Actually, the Navistar engine is for MD's. When they are used in MD applications they are reconfigured for more hp and torque. Remember, it is only the short block and a few other misc. components that are built or supplied by Navistar. The rest is entirely supplied by Ford. I believe the Powerstroke offered in the 650 and up has different ratings.

I am not sure but aren't many full size school busses powered by Navistar 7.3L turbo diesels?


----------



## Pelican (Nov 16, 2001)

Plow Meister, you're correct, many school buses are equipped with the 7.3 and it is available in the 4700 series as well. I know of a guy who hauls lumber on a 4700 with this motor and asked him about it. He had run 150,000 miles with no problems. As I tried to point out earlier, each case should be looked at individually for the suitability of this motor vs. the cost of a heavier duty motor.

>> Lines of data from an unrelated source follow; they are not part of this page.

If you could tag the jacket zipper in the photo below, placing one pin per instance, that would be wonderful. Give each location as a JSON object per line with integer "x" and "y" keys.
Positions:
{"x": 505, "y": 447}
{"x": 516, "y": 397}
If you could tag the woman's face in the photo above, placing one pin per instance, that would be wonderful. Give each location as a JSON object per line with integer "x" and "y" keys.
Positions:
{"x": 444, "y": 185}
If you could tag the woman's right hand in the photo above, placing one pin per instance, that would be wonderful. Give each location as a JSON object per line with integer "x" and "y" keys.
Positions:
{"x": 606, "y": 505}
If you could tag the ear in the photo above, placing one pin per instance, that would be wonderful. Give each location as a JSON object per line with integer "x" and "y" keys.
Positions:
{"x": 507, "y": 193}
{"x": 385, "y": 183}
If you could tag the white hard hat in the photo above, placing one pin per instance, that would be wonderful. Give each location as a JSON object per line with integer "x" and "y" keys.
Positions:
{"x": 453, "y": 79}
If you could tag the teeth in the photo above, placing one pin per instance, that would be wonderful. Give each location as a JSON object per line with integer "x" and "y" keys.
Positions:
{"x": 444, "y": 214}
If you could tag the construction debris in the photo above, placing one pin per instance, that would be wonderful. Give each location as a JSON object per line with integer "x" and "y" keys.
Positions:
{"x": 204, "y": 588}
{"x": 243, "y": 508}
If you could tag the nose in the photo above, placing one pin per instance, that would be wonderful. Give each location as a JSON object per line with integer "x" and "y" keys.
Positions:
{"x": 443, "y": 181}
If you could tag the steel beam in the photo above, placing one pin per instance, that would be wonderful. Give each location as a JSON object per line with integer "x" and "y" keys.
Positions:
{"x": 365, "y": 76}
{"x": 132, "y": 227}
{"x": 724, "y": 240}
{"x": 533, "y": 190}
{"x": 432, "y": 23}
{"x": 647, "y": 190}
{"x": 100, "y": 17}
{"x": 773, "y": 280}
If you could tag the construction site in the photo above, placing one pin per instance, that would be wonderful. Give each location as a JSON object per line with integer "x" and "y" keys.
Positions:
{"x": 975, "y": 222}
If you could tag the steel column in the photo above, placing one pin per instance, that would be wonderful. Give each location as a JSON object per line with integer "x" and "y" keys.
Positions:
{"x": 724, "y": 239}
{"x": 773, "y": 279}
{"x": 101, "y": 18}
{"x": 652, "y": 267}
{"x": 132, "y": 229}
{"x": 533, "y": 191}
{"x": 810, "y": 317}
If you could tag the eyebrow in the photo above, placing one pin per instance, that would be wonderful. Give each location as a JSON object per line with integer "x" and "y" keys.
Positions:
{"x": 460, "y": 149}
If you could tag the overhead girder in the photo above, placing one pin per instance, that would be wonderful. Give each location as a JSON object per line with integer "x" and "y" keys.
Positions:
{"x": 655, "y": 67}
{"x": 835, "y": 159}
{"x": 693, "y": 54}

Many landscaping trucks I see don't rack a bunch of miles up, many have the cabs falling off with only 125,000 on them. What sense does it make to purchase a motor that costs an additional $5000 in this case? If your hauling mulch 80% of the time, this motor would work well too. I'll admit, if I were buying the truck in question here, I'd opt for the Cat because I haul gravel more often than not, but there *are* cases where the Powerstroke or 7.3 would be a better choice economically.


----------